Un décor idyllique, surtout, pour une famille et des copains qui ne regrettent pas d’avoir choisi l’Allier pour terre d’accueil. « L’architecture est différente en Alsace, avec les maisons à colombage », sourit encore Florence. « Mais désormais, je pense que je préfère les paysages d’ici. On ne regrette pas d’être venus. Par contre, quand on a des copains d’Alsace qui viennent, ils sont parfois surpris. Eux, c’est des citadins, ils ont l’habitude d’aller chercher le pain à pied (rires). Nous, les courses, c’est au Mayet ou à Vichy. »

Du haut de leur domaine, la joyeuse troupe a une vue imprenable sur la plaine et sur les volcans.

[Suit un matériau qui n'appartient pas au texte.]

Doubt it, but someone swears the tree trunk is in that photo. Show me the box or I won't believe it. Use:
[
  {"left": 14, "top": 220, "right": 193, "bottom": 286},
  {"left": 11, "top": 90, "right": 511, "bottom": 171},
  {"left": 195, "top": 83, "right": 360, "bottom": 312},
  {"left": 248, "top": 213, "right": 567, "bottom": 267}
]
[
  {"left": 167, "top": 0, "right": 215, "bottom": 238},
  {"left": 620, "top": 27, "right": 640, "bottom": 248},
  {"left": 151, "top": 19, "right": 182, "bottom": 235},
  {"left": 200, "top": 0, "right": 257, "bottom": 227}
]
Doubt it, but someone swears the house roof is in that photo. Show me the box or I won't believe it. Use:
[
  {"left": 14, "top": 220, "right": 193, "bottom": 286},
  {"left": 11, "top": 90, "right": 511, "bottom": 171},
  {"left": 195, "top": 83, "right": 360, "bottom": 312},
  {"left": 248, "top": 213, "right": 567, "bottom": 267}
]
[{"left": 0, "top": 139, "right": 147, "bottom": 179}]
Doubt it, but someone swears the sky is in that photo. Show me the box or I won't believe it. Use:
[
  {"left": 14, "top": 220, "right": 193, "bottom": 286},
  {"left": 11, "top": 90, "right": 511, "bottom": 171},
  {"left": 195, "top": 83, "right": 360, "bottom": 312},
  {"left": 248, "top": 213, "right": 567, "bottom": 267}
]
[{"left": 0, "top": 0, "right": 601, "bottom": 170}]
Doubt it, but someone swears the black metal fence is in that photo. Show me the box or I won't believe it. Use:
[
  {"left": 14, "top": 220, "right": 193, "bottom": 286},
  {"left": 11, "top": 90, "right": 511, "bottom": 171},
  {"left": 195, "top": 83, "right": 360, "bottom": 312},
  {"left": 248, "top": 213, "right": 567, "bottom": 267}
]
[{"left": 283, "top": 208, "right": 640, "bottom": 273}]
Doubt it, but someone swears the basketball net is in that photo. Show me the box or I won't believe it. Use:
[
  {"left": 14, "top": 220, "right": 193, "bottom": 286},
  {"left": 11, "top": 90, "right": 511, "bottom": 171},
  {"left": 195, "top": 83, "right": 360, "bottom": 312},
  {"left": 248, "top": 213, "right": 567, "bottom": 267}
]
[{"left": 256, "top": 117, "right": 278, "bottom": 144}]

Et ils vécurent heureux... 

Mais cette vie au rythme de la campagne, le couple, tout comme leurs proches, ne l’échangeraient aujourd’hui pour rien au monde, eux dont l’intégration au territoire est désormais totale. « Au départ, c’était un peu compliqué, d'autant que les enfants n'étaient pas encore à l'école, or ça permet de créer du lien  », note Florence. « Mais après, les gens du coin ont vu qu’on était aussi là pour travailler. Et ils sont contents de voir qu’on a redonné de la vie à des lieux abandonnés », poursuit Matthieu. De la vie, et une âme aussi. À l’accent encore un peu alsacien, mais au cœur désormais bien bourbonnais.